Below is a basic recipe for a pint of pickles, but use it as a foundation to add other spices, types of vinegar or combinations of vegetables. Quick pickles will store for months in your fridge, and the flavors will continue to develop over the first couple days.
To get started, you’ll need: vinegar, water, cane sugar, and salt.
- Lightly pack a pint jar with vegetables, sliced or whole, depending on your preferences.
- Create your brine: ½ cup vinegar, ½ cup water, 1 tablespoon cane sugar, 2 teaspoons kosher salt in a saucepan over medium heat. Stir till the sugar and salt dissolve, then let cool.

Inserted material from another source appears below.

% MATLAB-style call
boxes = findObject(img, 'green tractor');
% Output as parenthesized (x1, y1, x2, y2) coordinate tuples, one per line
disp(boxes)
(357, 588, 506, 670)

- Pour the brine from step two over the vegetables in your jar, and add in any other spices you would like.
- Let pickles sit for at least an hour, the flavor will continue to get better overnight. The larger the pieces of your vegetables, the more time your pickles will need to reach peak tasty!
Dehydrating
Dehydrating fruits and vegetables is slightly more time consuming than blanching and freezing, but can also be a simple and effective way to preserve excess foods! Dehydrated foods can be stored in airtight containers in a dry, dark and temperature consistent closet or pantry. Dehydrated food can be used as a snack (aka chips), rehydrated for meals at home or even rehydrated out on the trail when camping.

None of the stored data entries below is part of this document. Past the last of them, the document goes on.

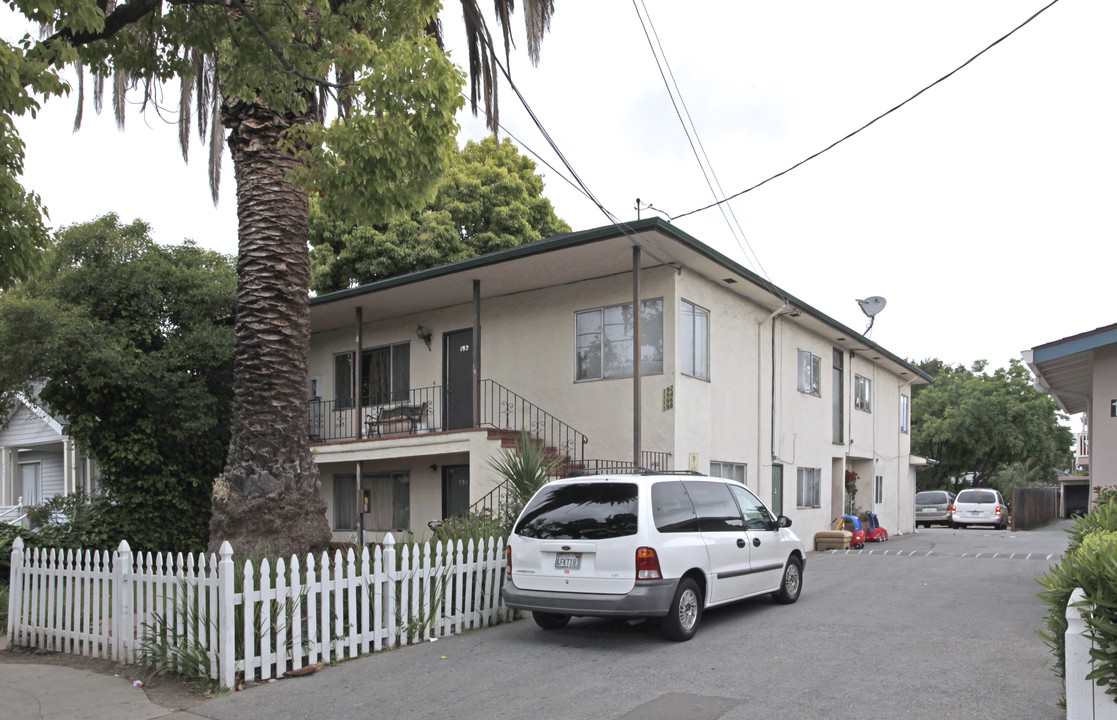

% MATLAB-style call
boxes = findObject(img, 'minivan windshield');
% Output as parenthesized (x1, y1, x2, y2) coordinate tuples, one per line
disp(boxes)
(514, 483, 639, 539)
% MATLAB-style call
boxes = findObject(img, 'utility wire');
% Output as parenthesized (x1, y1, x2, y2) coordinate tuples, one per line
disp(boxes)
(458, 0, 680, 268)
(672, 0, 1064, 222)
(633, 0, 771, 280)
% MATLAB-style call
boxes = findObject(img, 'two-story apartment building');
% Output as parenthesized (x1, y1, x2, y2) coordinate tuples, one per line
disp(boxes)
(307, 219, 932, 544)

A note on rehydration: add specific dehydrated vegetables to water or soup and boil until soft. With dehydrated meals or mixes, simply add an appropriate amount of water and boil. You can also soak vegetables in room temperature water until softened and add to sautés.
To dehydrate foods, you will need either a dehydrator or an oven.
- To use a dehydrator is probably the easiest way to dehydrate foods. All you need to do is process the fruit or vegetable of your choice (wash, cut, and/or blanch), and then set out on trays to dehydrate for several hours. There are various temperature settings on dehydrators depending on the fruit or vegetable you are dehydrating. This is ideal because it can be left unattended overnight.
- Using an oven: similarly process food (see above), and turn the oven to 175 or the lowest setting. Bake food for 6-8 hours until totally dry.
- Lastly, store in airtight containers.
We hope these tips are useful for you to get the most out of your fruits and vegetables!